Ramaswamy, K.Ramaswamy, K.G.B. Pattanaik (J)

CITATION: 1996 SCC (3) 463 JT 1996 (3) 567 1996 SCALE (3)7




Leave granted.

We have heard the counsel on both sides. Admittedly, the respondent had filed O.A. No.1169/93 in the Maharashtra Administrative Tribunal, Bombay Bench against the order passed by the Commissioner of Police, Bombay removing him from service. The Commissioner had exercised his power under Art.311(2)(b) of the Constitution holding that in the circumstances it was not practicable to conduct an enquiry against the respondent. That order came to be confirmed by the Tribunal dismissing the O.A. on March 6, 1995. Against that, the respondent filed SLP (C) No.11433/95 which was dismissed by this Court on 25.8.95. Pending the SLP, the respondent filed a review application in the Tribunal. The Tribunal after receipt of the order passed by this Court dismissing the SLP, by the impugned order dated 2.11.95 reviewed the order and set aside the order of dismissal.

Thus this appeal by special leave.

It is contended for the respondent that the dismissal of the SLP does not preclude the Tribunal from reviewing the order since the dismissal was a non-speaking order. We fail to appreciate the contention of the respondent. It is true that this Court has held that the dismissal of SLP without speaking order does not constitute res judicata. The principle of res judicata is founded on public policy that the parties cannot be permitted to have the controversy directly or substantially in issue between the same parties or those claiming under the parties in the subsequent suit in the same proceedings in the subsequent stages cannot be raised once over. It is a sound principle of public policy to prevent vexation.

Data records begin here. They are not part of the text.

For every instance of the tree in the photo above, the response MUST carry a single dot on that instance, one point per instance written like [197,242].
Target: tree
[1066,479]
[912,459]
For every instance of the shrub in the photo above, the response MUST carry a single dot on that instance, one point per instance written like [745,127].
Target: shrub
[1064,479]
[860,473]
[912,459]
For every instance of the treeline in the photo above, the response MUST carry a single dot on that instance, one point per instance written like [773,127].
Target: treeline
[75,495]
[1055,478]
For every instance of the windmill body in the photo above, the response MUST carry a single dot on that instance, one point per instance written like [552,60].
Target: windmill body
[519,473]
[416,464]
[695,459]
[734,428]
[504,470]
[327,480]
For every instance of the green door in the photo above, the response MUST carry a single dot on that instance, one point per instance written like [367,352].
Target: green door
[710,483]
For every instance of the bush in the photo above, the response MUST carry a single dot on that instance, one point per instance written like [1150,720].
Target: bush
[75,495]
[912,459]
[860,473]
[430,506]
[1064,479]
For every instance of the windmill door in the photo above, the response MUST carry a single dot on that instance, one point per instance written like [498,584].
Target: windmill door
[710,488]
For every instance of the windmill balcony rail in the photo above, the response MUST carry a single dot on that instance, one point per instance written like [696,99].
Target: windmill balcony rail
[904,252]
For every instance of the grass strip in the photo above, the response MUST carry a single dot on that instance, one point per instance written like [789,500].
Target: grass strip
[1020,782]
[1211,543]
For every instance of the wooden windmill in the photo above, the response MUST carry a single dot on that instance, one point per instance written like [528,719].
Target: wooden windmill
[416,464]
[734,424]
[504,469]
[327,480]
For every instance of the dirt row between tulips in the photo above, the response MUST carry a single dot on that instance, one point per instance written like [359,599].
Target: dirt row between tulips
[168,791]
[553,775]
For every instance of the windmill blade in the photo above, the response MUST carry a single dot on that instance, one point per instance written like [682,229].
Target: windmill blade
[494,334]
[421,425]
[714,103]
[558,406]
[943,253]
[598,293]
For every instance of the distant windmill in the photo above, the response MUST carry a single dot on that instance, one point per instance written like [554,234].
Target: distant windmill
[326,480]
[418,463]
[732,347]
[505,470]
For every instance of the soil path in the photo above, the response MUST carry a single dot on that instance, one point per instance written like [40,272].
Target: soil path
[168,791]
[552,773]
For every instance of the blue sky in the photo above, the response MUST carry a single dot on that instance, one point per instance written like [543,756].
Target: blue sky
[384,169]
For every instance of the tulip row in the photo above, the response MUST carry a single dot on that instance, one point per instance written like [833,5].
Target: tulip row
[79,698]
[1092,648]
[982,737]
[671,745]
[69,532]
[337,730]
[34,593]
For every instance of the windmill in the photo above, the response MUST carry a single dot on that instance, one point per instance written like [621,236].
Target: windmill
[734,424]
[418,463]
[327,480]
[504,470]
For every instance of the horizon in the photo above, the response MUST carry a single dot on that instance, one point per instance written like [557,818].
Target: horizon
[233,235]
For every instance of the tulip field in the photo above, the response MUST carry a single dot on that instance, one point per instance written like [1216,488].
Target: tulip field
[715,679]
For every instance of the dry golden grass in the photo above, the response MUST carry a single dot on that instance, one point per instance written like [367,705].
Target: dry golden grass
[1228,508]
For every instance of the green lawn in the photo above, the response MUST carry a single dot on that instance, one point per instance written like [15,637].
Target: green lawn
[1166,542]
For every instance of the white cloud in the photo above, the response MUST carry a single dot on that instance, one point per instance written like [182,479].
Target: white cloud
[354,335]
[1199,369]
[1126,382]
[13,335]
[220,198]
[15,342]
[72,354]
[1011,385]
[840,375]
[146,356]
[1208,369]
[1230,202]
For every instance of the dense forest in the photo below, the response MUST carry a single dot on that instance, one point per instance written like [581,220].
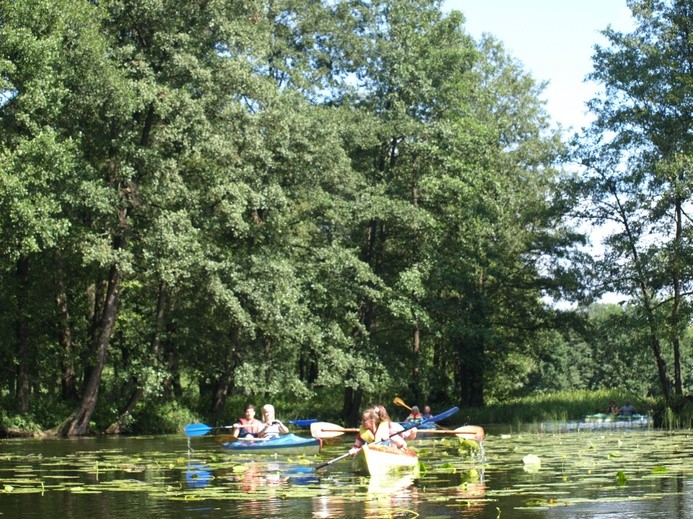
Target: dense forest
[321,203]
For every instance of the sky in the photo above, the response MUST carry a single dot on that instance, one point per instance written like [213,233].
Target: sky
[554,41]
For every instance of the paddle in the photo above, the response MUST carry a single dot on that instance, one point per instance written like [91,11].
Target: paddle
[200,429]
[469,432]
[400,402]
[432,419]
[324,430]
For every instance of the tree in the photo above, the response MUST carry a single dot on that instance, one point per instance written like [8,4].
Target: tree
[636,185]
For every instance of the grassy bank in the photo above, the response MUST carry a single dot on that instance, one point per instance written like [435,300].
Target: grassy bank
[563,406]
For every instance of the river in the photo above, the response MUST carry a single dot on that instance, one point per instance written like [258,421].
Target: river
[585,474]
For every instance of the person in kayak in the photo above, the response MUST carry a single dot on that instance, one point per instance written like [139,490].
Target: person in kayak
[387,430]
[271,427]
[414,416]
[366,434]
[376,426]
[248,426]
[427,413]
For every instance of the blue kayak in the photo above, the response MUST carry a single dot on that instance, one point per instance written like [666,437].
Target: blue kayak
[286,444]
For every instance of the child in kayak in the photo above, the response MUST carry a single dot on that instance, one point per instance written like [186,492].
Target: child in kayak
[271,427]
[248,426]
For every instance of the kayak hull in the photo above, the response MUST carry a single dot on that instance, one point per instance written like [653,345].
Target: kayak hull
[381,460]
[285,444]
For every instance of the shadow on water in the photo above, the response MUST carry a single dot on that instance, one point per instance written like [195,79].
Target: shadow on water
[605,473]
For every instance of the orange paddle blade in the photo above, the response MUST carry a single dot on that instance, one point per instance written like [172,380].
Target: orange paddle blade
[400,402]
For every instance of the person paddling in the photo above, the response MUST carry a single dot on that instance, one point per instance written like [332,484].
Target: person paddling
[271,427]
[248,426]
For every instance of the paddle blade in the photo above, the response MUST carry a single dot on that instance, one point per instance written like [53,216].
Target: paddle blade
[400,402]
[441,416]
[325,430]
[197,429]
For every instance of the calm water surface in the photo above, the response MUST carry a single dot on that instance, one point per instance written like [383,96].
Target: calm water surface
[605,474]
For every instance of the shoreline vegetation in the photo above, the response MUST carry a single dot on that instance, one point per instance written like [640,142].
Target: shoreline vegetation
[517,413]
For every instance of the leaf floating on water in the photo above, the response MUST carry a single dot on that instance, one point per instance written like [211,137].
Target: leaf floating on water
[621,478]
[531,459]
[532,463]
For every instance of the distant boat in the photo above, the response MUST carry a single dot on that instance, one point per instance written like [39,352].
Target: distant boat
[600,421]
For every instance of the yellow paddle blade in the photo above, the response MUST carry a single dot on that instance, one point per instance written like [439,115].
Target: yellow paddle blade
[400,402]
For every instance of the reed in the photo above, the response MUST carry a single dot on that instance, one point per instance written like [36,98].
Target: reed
[553,407]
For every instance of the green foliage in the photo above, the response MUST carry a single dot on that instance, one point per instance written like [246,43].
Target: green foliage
[555,407]
[321,205]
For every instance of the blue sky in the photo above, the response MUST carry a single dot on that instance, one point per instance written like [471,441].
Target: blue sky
[553,39]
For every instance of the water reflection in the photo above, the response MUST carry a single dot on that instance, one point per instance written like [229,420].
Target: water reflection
[198,475]
[158,477]
[390,496]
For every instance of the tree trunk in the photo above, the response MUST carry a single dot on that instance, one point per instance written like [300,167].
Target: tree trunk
[352,405]
[676,308]
[78,423]
[226,383]
[155,346]
[23,370]
[68,379]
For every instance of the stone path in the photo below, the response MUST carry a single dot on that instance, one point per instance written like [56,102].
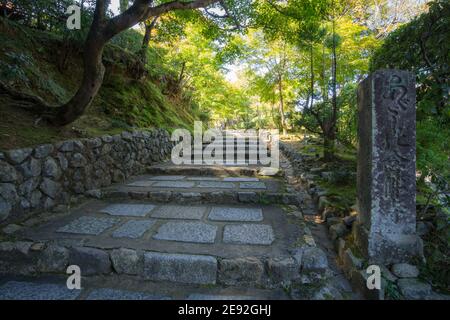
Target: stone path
[177,232]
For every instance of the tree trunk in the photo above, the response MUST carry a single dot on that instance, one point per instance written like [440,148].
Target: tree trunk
[91,83]
[147,36]
[334,77]
[101,31]
[312,76]
[328,148]
[283,120]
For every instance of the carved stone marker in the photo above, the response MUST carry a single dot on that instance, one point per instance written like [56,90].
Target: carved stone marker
[386,183]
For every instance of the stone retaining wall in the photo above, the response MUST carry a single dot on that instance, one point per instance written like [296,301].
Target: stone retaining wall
[40,178]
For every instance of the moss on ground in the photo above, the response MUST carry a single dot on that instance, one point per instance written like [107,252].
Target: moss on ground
[29,63]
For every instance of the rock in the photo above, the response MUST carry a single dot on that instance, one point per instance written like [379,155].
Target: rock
[8,192]
[240,271]
[35,198]
[314,259]
[95,193]
[27,188]
[60,208]
[332,221]
[348,220]
[78,161]
[43,151]
[18,156]
[359,283]
[66,146]
[5,209]
[90,260]
[15,258]
[94,142]
[7,172]
[323,202]
[11,228]
[50,187]
[51,169]
[413,289]
[248,197]
[184,268]
[62,161]
[107,138]
[127,136]
[53,259]
[338,231]
[126,261]
[405,270]
[350,262]
[386,274]
[283,270]
[30,168]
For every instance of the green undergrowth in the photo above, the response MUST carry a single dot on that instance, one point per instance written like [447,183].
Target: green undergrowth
[342,193]
[31,63]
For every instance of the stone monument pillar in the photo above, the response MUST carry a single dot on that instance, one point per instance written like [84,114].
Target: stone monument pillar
[386,180]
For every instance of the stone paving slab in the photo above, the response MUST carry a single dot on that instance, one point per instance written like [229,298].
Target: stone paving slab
[240,179]
[179,212]
[167,178]
[216,185]
[197,232]
[184,268]
[133,229]
[142,183]
[124,209]
[89,225]
[203,179]
[115,294]
[252,185]
[15,290]
[257,234]
[174,184]
[235,214]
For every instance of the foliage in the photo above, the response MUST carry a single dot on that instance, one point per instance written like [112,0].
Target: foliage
[422,47]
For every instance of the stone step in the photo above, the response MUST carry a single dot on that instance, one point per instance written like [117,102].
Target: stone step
[111,288]
[204,170]
[41,258]
[206,197]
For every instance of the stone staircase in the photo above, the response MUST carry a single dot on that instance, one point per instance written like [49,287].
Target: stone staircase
[230,228]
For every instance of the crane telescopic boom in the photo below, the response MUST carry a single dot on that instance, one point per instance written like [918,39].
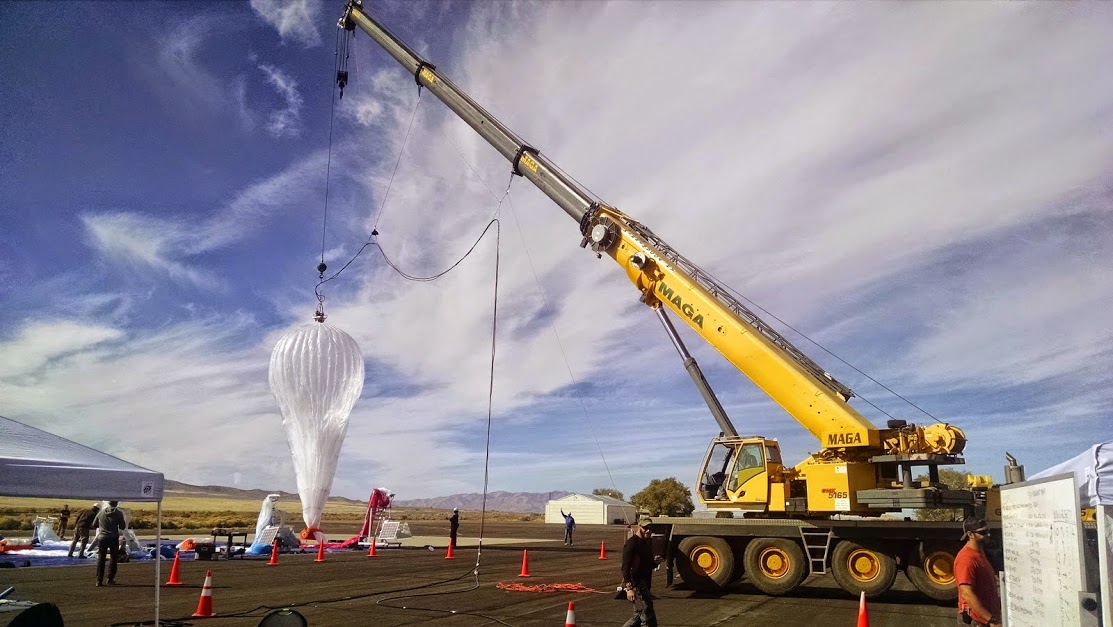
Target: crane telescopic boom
[668,280]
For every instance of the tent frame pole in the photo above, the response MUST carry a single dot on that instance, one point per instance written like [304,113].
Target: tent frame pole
[158,556]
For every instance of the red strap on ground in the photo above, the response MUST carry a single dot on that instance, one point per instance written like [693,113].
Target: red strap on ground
[544,588]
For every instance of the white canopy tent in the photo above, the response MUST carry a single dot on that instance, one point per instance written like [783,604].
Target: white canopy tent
[37,463]
[1093,474]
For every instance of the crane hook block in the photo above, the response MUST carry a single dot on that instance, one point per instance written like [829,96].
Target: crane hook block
[342,80]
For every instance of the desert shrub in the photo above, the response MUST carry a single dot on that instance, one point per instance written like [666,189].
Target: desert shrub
[15,523]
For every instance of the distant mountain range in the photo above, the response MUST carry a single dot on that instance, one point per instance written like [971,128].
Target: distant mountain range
[525,502]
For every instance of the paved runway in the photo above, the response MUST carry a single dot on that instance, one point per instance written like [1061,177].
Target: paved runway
[350,588]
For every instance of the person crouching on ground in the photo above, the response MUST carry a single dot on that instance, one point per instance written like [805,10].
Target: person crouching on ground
[109,523]
[978,596]
[81,528]
[638,576]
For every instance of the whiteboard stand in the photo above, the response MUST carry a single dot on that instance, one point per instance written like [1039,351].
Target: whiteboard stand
[1044,557]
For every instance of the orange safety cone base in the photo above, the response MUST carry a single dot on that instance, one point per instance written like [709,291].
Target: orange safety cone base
[175,579]
[205,604]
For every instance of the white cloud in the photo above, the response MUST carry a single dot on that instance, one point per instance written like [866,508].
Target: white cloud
[909,182]
[146,243]
[178,65]
[40,343]
[293,19]
[287,120]
[170,246]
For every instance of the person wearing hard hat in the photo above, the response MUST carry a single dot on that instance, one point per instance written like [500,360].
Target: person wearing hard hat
[638,567]
[81,528]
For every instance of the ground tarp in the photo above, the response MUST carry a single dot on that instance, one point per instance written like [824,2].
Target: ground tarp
[1093,474]
[37,463]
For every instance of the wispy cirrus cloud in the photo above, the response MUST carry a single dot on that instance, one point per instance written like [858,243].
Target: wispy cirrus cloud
[294,19]
[287,120]
[171,247]
[146,243]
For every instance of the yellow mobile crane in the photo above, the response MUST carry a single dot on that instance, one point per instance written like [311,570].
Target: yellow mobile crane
[788,529]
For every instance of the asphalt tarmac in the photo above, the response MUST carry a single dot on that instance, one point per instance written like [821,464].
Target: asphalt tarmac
[413,586]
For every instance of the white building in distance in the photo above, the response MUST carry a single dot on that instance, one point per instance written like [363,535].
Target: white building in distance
[591,509]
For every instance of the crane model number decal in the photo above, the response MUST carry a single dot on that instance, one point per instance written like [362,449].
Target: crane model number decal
[689,311]
[528,162]
[843,439]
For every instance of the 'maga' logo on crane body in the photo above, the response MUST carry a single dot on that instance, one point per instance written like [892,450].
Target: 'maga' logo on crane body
[689,311]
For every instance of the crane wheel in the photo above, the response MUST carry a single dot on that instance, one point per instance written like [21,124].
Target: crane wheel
[860,568]
[932,569]
[706,564]
[776,566]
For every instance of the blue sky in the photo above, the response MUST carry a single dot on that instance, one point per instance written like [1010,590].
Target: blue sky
[926,189]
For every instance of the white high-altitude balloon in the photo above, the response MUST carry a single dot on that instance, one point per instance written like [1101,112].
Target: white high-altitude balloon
[316,375]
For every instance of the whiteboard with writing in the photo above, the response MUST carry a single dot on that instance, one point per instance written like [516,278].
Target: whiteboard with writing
[1042,540]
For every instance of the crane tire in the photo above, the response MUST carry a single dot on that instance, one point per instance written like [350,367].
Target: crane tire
[706,562]
[863,568]
[776,566]
[931,568]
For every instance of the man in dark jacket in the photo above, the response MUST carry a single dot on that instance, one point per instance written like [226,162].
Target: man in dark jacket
[569,527]
[638,576]
[62,521]
[109,523]
[453,526]
[81,528]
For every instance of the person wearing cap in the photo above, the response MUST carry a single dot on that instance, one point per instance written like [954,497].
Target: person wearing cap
[638,575]
[453,526]
[81,528]
[569,527]
[109,523]
[978,591]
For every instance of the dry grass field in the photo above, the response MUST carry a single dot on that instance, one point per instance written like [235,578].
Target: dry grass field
[197,509]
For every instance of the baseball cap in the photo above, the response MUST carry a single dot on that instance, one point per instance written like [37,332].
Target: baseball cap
[974,525]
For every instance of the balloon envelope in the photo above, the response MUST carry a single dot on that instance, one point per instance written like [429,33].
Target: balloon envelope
[316,375]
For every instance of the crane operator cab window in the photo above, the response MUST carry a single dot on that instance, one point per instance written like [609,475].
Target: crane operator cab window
[715,472]
[749,463]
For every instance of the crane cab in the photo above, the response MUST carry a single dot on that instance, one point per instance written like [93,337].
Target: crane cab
[742,473]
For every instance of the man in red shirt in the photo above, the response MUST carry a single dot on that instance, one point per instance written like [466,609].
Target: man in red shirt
[978,595]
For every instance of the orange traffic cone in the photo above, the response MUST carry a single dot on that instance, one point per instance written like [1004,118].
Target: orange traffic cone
[274,554]
[175,580]
[205,604]
[525,565]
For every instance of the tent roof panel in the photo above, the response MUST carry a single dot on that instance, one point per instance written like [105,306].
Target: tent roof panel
[38,463]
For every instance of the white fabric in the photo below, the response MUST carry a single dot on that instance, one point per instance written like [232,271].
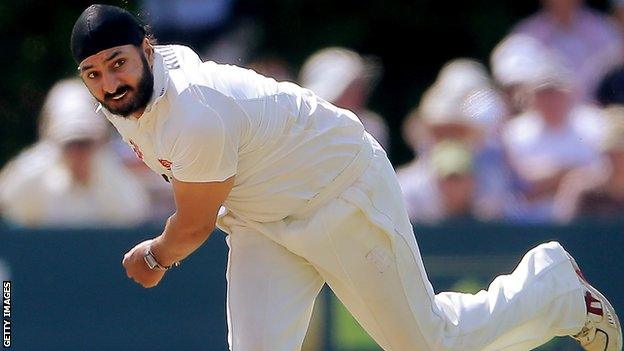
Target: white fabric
[362,245]
[291,147]
[212,121]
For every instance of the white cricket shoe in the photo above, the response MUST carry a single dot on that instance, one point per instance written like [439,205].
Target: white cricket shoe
[602,330]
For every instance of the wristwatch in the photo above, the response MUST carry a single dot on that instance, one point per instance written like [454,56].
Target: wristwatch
[152,263]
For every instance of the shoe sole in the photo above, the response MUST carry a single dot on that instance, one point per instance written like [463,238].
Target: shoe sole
[604,300]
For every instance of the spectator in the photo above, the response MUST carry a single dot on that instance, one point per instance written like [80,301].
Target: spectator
[516,62]
[597,191]
[345,78]
[586,41]
[555,136]
[70,177]
[460,106]
[447,190]
[617,13]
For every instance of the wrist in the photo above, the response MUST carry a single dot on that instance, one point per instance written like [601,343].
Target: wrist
[161,254]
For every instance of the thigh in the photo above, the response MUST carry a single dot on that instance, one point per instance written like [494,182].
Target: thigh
[381,281]
[271,292]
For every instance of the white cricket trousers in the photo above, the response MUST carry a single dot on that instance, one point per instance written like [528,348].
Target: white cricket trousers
[361,244]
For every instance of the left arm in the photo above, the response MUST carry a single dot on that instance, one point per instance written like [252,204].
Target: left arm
[186,230]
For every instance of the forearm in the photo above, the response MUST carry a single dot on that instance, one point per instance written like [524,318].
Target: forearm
[179,240]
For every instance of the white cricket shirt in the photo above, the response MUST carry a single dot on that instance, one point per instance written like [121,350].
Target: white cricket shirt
[207,122]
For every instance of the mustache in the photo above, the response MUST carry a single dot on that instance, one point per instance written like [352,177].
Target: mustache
[122,89]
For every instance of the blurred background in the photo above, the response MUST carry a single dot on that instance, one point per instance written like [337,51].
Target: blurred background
[504,120]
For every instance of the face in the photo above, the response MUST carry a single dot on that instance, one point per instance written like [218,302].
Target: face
[553,105]
[457,193]
[120,78]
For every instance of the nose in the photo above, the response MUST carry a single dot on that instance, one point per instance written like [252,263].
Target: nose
[110,83]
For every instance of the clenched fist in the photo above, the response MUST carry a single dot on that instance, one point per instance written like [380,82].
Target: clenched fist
[137,269]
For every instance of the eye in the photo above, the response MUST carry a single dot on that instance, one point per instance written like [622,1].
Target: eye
[119,63]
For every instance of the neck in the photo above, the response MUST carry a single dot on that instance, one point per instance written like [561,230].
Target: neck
[138,113]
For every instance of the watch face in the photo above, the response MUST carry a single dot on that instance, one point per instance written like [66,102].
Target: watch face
[151,263]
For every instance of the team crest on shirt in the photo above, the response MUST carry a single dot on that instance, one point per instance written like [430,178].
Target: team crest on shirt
[165,163]
[136,149]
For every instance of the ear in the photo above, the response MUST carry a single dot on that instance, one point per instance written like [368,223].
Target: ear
[148,50]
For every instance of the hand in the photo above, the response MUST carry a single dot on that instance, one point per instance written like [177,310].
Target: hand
[137,269]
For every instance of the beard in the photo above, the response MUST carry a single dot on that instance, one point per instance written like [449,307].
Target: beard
[139,100]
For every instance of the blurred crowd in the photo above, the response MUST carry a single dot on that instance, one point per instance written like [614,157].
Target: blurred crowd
[536,138]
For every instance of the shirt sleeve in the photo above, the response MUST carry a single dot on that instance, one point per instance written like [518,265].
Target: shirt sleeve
[204,147]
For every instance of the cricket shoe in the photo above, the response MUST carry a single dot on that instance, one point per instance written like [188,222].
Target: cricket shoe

But in this case, when the self-same main order was confirmed by this Court, the question arises whether the Tribunal has had power under Order 47, Rule 1 CPC or any other appropriate provision under the Tribunals Act to review the orders passed by it and confirmed by this Court by refusing to grant leave. We find that the exercise of the review power is deleterious to the judicial discipline. Once this Court has confirmed the order passed by the Tribunal, that becomes final. Therefore, the Tribunal cannot have any power to review the previous order which stands merged with the order passed by this Court.

It is next contended by the learned counsel for the respondent that though the Tribunal was communicated with the order of this Court dated 25.8.95, it has thereafter passed the order. It would mean that though it had the knowledge of dismissal of the order passed by this Court, the Tribunal has exercised the power of review and that, therefore, it cannot be said to be illegal. We are wholly unable to appreciate the contention of the learned counsel.

We could appreciate that if the Tribunal had no knowledge of dismissal of the SLP it might, in certain circumstances, review its earlier order, e.g., if it was found that the order was vitiated by any manifest error of law apparent on the face of the record. But having received the communication that this Court has already upheld its order, the Tribunal's exercise of power can be said to be audacious and without any judicial discipline. Under those circumstances, we donot think that the Tribunal is justified in reviewing its own order when this Court had confirmed the order passed earlier.

The appeal is accordingly allowed. The review order is set aside. But in the circumstances without costs.